Nach der Wahl 2004 soll Schluss sein
Wirbel um Berichte über Rücktritt Powells

Berichte über einen möglichen Rücktritt von US-Außenminister Colin Powell nach der Wahl im Jahr 2004 haben am Montag in den USA für Wirbel gesorgt. Die Sprecher des Weißen Hauses und des Außenamtes, Scott McClellan und Philipp Reeker, sagten, die Meldungen entbehrten jeder Grundlage und seien nichts anderes als „Gerüchte“ im Sommerloch. US-Außenminister Colin Powell hat am Montag Berichte zurückgewiesen, nach denen er aus Rücksicht auf seine Frau nicht für eine zweite Amtszeit zur Verfügung stehe.

HB/dpa WASHINGTON. „Das ist Unsinn“, sagte der Minister in einem Radio-Interview. „Der Bericht hat keine Grundlage.., und das meiste davon ist Klatsch und Spekulation ohne Quelle.“

Ähnlich hatte sich zuvor auch der Sprecher des Weißen Hauses, Scott McClellan, geäußert. Es handele sich um „Gerüchte“ im Sommerloch. McClellan fügte hinzu, Powell diene „nach dem Ermessen“ von Präsident George W. Bush und leiste eine ausgezeichnete Arbeit.

Die „Washington Post“ hatte berichtet, Powell und dessen Stellvertreter Richard Armitage wollten im Fall einer Wiederwahl Bushs 2004 ausscheiden. Das Blatt berief sich dabei auf entsprechende Äußerungen von Armitage gegenüber der nationalen Sicherheitsberaterin Condoleezza Rice. Armitage sprach wie Powell von Unsinn. Ein solches Gespräch habe es nicht gegeben.

McClellan bestätigte unterdessen, dass sowohl Powell als auch sein Vize an diesem Dienstag Bush auf dessen Ranch in Texas besuchen werden.

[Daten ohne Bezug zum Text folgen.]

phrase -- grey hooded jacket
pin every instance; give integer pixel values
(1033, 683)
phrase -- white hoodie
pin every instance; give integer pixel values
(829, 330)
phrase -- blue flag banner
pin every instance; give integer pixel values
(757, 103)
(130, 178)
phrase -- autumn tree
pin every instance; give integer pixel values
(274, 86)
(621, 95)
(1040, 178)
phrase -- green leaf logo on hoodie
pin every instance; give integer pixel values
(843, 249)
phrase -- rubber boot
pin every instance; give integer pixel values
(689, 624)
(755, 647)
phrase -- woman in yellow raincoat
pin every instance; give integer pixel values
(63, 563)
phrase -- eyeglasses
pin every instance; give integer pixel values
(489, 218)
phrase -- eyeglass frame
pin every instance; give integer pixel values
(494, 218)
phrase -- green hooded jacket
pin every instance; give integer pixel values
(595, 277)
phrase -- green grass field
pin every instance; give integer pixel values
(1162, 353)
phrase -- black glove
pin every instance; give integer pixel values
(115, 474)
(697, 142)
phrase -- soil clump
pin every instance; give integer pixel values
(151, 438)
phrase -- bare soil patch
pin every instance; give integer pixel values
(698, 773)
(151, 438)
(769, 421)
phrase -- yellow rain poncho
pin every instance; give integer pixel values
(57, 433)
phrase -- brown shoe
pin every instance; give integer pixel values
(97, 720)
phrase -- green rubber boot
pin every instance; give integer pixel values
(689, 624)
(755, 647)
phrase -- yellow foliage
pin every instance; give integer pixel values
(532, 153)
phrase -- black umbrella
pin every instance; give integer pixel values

Die Visite sei aber schon seit Wochen geplant.

Powell gilt als einer der gemäßigten Vertreter der amerikanischen Regierung. Er war nach Medienberichten in der Vergangenheit oft mit dem konservativen Verteidigungsminister Donald Rumsfeld und auch mit Rice uneins. Bei einem Rücktritt Powells und Armitages stünde die Regierung von Präsident Bush vor ihrer größten Umgestaltung, zumal nicht ausgeschlossen wird, dass auch der Direktor des Geheimdienstes CIA, George Tenet, vor dem Ende seiner Amtszeit geht. Er war in jüngster Zeit verstärkt wegen der CIA-Rolle in der Debatte um das irakische Waffenprogramm unter Druck geraten. Als mögliche Nachfolger von Powell nannte die „Washington Post“ Rice und den stellvertretenden Verteidigungsminister Paul Wolfowitz.